Il ne me prend pas au sérieux, j'ai l'impression. Ce type...je crois qu'il essaye de m'apprivoiser à demi, peut-être qu'il tente de passer pour le gentil histoire de m'amadouer pour pouvoir mieux me tuer après. J'ignore s'il était ami avec cette goule que j'ai déchiqueté il y a maintenant plusieurs mois, mais je n'ai pas envie de laisser le bénéfice du doute. Manger, ou être mangé...le quotidien des goules est souvent en noir et blanc, sans laisser de place à des teintes plus grisâtres qui donneraient peut-être un espoir sur les nuances de ce monde.

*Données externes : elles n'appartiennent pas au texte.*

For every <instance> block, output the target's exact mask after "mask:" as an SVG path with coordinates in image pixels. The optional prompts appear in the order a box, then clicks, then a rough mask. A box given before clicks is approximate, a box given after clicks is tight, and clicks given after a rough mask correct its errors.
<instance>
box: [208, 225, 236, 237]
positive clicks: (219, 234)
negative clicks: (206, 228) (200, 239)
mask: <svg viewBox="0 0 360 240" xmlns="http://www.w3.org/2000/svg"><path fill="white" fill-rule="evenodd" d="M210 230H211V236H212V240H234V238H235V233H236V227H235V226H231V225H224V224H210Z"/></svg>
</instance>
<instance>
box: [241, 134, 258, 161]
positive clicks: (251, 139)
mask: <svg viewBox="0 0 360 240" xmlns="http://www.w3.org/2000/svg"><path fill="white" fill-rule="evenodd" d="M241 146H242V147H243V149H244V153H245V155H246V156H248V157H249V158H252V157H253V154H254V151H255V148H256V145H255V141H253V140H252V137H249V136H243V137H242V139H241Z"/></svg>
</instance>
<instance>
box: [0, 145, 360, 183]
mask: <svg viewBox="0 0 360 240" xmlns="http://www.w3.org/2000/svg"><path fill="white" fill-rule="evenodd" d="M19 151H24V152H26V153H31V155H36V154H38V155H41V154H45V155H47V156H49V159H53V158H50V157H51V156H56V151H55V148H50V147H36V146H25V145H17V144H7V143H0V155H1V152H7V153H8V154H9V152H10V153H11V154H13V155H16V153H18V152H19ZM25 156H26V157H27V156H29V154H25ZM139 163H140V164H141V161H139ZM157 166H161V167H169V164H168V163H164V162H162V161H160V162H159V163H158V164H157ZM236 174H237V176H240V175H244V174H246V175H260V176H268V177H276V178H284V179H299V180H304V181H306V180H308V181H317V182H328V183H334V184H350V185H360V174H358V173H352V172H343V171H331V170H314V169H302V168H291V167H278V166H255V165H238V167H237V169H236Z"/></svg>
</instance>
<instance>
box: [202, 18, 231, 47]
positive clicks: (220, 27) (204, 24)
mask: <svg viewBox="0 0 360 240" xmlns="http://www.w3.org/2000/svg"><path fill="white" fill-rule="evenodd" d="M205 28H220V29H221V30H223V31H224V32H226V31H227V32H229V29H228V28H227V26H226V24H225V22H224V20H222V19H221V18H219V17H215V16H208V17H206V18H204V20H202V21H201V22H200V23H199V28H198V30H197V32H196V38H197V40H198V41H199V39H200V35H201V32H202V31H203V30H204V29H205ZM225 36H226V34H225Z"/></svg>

"Daisuke...mon nom est Daisuke."

A quoi bon donner un faux nom? Il connait désormais mon visage, peut me retrouver au milieu des humains sans problème. Je suis déjà perdu à vrai dire, si ce type reste en vie et s'il décide de parler. Mais...je ne peux plus faire machine arrière. Il me tient. Je suis acculé dans une ruelle, aux prises avec un autre de mon espèce. J'ai si faim...

Malgré la méfiance et la peur que je ressens envers ce type, j'obéis à son ordre à peine déguisé et range difficilement mon Kagune. Dans mon état actuel, j'aurais déjà du mal à me défendre contre un pauvre chat. Alors une goule? C'est même pas la peine d'y penser. D'autant plus que les agents du CCG sont particulièrement actifs ces derniers temps, j'ai failli me faire pincer plus d'une fois...pourtant, je reste un professeur respectable dont la réputation n'est plus à faire. Personne ne peut se douter de ma nature, pas même mes collègues.

Si je peux ranger mon Kagune, je ne peux en revanche rien faire pour mes yeux qui conservent leur rouge et noir si désagréable. Qu'à cela ne tienne! Je récupère un masque blanc dans ma sacoche, enfonce ma casquette sur la tête et enfile même des lunettes de soleil, quand bien même je ne vois presque rien avec tout ça. Je ne veux juste pas risquer d'être découvert, je ne pourrais pas changer de vie maintenant. Pas après tous les efforts que j'ai été forcé de faire.

"Je vous suis."

J'ignore pourquoi il veut m'aider. S'il souhaite seulement m'aider pour de vrai, ou s'il va me jeter en pâture au CCG. J'ai entendu parler de goules qui se faisaient passer pour des informateurs, pour permettre aux agents de connaître l'emplacement de leurs ennemis gênants. Peut-être que celui-là est semblable à ces goules, et...peut-être qu'il va me trahir. Je déglutis avec difficulté, mais continue de marcher à ses côtés. Je pourrais fuir, maintenant. Mais j'en ai pas le courage. Je ne pourrais plus chasser sans masque, maintenant qu'il a récupéré le mien...enfin...celui du pauvre type à qui je l'ai pris, surtout.

"Vous êtes artiste? Quel est votre nom?"